How to Setup a Single Node Hadoop Cluster Using Docker?

Channel: Linux
Abstract: 54a0f749c9e0a14c58904e3e

In this article, I will show you how to setup a single node hadoop cluster using Docker. Before I start with the setup, let me briefly remind you what Docker and Hadoop are.

Docker is a software containerization platform where you package your application with all the libraries, dependencies, environments in a container. This container is called docker container. With Docker, you can build, ship, run an application (software) on the fly.

For example, if you want to test an application on an ubuntu system, you need not setup a complete operating system on your laptop/desktop or start a virtual machine with ubuntu os. That will take a lot of time and space. You can simply start an ubuntu docker container which will have the environment, libraries you need to test your application on the fly.

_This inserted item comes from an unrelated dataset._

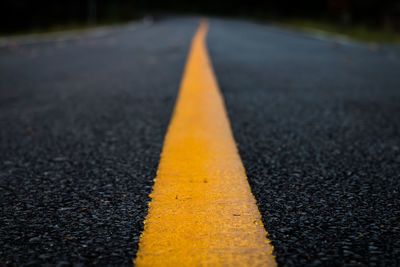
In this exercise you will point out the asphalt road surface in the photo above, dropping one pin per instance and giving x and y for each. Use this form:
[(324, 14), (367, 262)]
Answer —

how to install and run docker and c...

To view this video please enable JavaScript, and consider upgrading to a web browser that supports HTML5 video

how to install and run docker and containers in docker machine

Apache Hadoop is a framework that allows for the distributed processing of large data sets across clusters of computers. These days it is one of the most important technology in the industry. Now to use Hadoop to store and analyse huge amount of data, you need to setup a hadoop cluster. If you have done setting up of hadoop cluster before, you know its not a easy task.

What if I say, setting up a hadoop cluster is hardly 5-10 minutes job, will you believe me? I guess not!

Here is where Docker comes into picture, and using docker you can setup a hadoop cluster in no time.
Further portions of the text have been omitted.